While Celtic and Ajax have European pedigree, perhap the most egregious omission from the ESL was French club Olympique Lyonnais, better known as Lyon.
The men’s team dominated the French domestic league until Paris SaintGermain (PSG) was taken over by Qatari owners, who in 2017 broke the world transfer fee record to sign Brazilian forward Neymar for £200m.
However Lyon’s women’s team has dominated European competition for the past decade. It won the last five Women’s Champions League trophies (although was recently knocked out of this year’s tournament by PSG) after the club invested significant money into the women’s side.
Despite adding a line into the initial press release about setting up a women’s competition alongside the men’s tournament, there was no mention of inviting the most succesful European team of the 2010s.
According to Morningstar, listed entity Olympique Lyonnais is not held by funds registered for sale in the UK. The £50.5m Mapfre AM Behavioural fund, managed by Luis García Álvarez and Michael Morosi, holds several football clubs including 2.2% of its portfolio in Lyon.
Any change?
The great truth when it comes to making money in football is that it is rarely the clubs who profit.
That is why owners wanted the ESL in the first place, and also why few managers invest in European club sides.

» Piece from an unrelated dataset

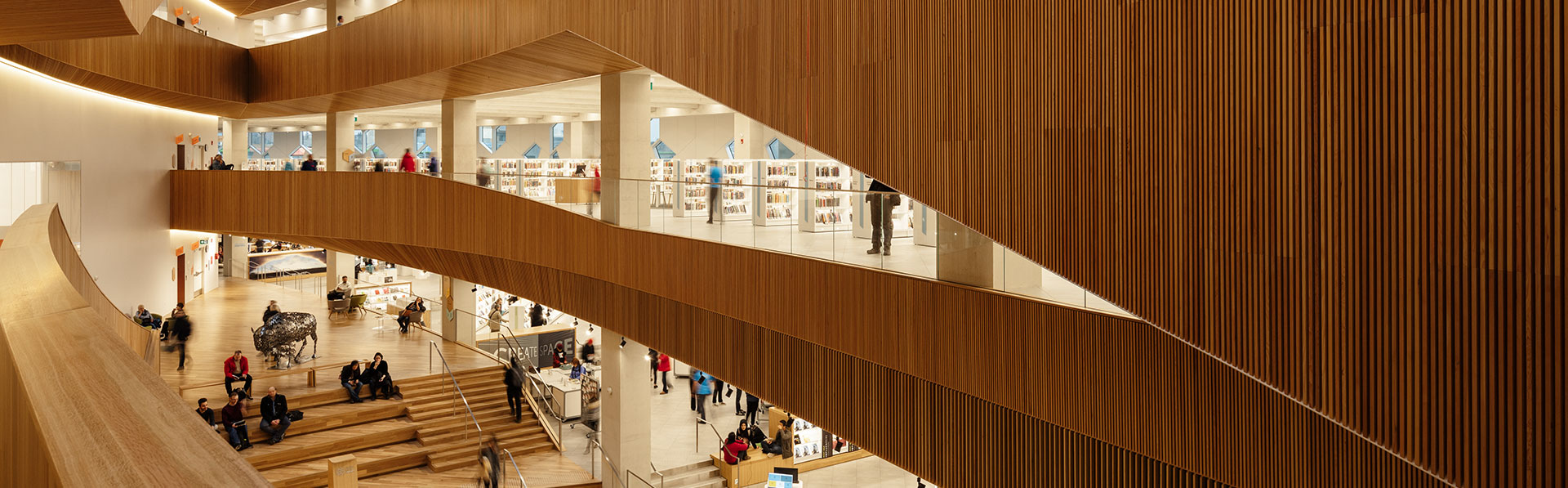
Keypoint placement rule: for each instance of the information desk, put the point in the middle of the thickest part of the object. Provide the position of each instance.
(756, 469)
(567, 394)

Will this change? Some think that football clubs are really entertainment businesses now, and if they can take greater control over their own media rights, for example by streaming games themselves rather than outsourcing to Sky or BT, the big names could truly profit.
But Mapfre’s Luis García Álvarez makes a different case for investing in football clubs. He lists three reasons for optimism football:
1. Increasingly tighter financial controls leading to healthier balance sheets.

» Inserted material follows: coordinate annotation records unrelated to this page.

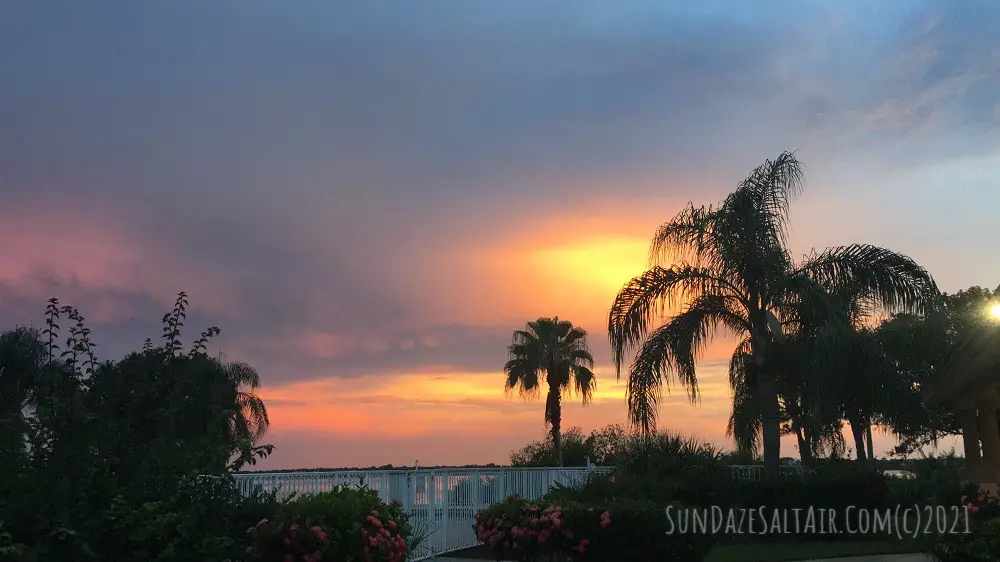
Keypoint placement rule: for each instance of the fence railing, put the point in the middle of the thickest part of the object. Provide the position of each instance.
(755, 472)
(441, 503)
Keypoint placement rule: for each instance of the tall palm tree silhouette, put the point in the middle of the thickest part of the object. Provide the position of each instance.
(559, 350)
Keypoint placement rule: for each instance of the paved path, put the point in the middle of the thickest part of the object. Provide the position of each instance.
(873, 558)
(881, 558)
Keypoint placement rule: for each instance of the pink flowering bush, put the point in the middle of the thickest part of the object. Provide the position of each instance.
(621, 531)
(345, 524)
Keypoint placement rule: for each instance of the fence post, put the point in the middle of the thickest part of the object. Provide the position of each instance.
(445, 503)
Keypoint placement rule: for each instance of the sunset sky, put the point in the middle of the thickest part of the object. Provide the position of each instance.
(368, 197)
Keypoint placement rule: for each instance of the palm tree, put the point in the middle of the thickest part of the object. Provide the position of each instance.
(730, 268)
(559, 350)
(250, 423)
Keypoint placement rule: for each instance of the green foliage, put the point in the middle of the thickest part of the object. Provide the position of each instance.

2. Better management teams coming into the sector.
3. Use of new tools, such as technology, to improve costumer experience and reach the global fan.
‘All this at really attractive prices for investors, as there is still a lack of understanding of the underlying dynamics in the sector,’ says Garcia Alvarez.

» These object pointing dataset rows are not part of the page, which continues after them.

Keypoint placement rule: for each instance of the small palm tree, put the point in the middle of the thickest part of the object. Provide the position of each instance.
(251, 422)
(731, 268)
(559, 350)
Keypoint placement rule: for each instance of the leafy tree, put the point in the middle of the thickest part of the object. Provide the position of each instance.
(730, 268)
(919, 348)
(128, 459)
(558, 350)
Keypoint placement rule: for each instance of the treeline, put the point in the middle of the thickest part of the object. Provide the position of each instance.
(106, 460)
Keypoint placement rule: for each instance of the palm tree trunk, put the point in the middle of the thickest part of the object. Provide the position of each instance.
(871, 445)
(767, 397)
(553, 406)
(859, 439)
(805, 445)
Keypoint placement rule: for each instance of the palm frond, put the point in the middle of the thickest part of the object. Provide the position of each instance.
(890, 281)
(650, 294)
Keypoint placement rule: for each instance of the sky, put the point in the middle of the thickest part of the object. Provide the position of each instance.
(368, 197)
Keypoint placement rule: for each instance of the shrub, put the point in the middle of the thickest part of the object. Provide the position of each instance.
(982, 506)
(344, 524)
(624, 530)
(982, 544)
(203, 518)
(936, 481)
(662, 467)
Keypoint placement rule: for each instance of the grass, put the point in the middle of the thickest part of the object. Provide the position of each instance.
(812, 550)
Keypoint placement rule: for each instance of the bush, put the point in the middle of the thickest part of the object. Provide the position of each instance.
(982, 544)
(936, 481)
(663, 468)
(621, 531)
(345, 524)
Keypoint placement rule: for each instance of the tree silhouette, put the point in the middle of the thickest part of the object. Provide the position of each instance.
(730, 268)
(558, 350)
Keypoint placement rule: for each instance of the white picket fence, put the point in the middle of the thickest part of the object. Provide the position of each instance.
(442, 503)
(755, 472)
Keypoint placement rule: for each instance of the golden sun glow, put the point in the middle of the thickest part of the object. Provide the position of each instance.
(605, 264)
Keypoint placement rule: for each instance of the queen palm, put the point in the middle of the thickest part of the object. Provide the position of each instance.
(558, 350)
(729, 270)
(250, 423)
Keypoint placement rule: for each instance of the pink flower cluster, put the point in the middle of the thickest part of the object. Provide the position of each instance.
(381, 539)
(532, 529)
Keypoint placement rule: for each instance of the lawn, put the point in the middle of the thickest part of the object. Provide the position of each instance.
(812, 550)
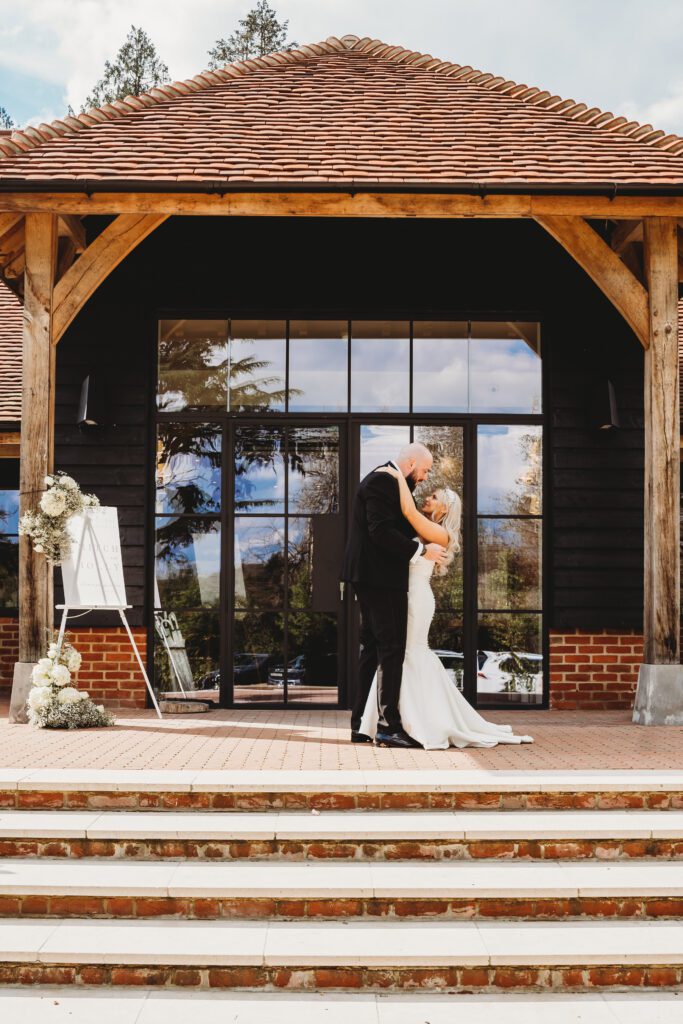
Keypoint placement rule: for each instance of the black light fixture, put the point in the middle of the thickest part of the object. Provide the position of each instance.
(603, 411)
(92, 403)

If the ESL leaves a legacy of stricter spending rules and tougher ownership requirements he could be right. But as a football supporter it is hard to believe in any positive change at upper echelons of the game.
Already the Athletic has reported that a private equity company is in talks to buy a stake in the Uefa Champions League tournament.
Repercussions might see some changes to the way clubs are run for a few years, yet it is hard to see this impacting the businesses that have made money from the game. Sportswear manufacturers like Nike, gambling companies like Bet 365, and video game makers like EA will continue to profit from interest in the sport. These are the businesses that are likely to continue to profit from the game, whether supporters can win back the game or not.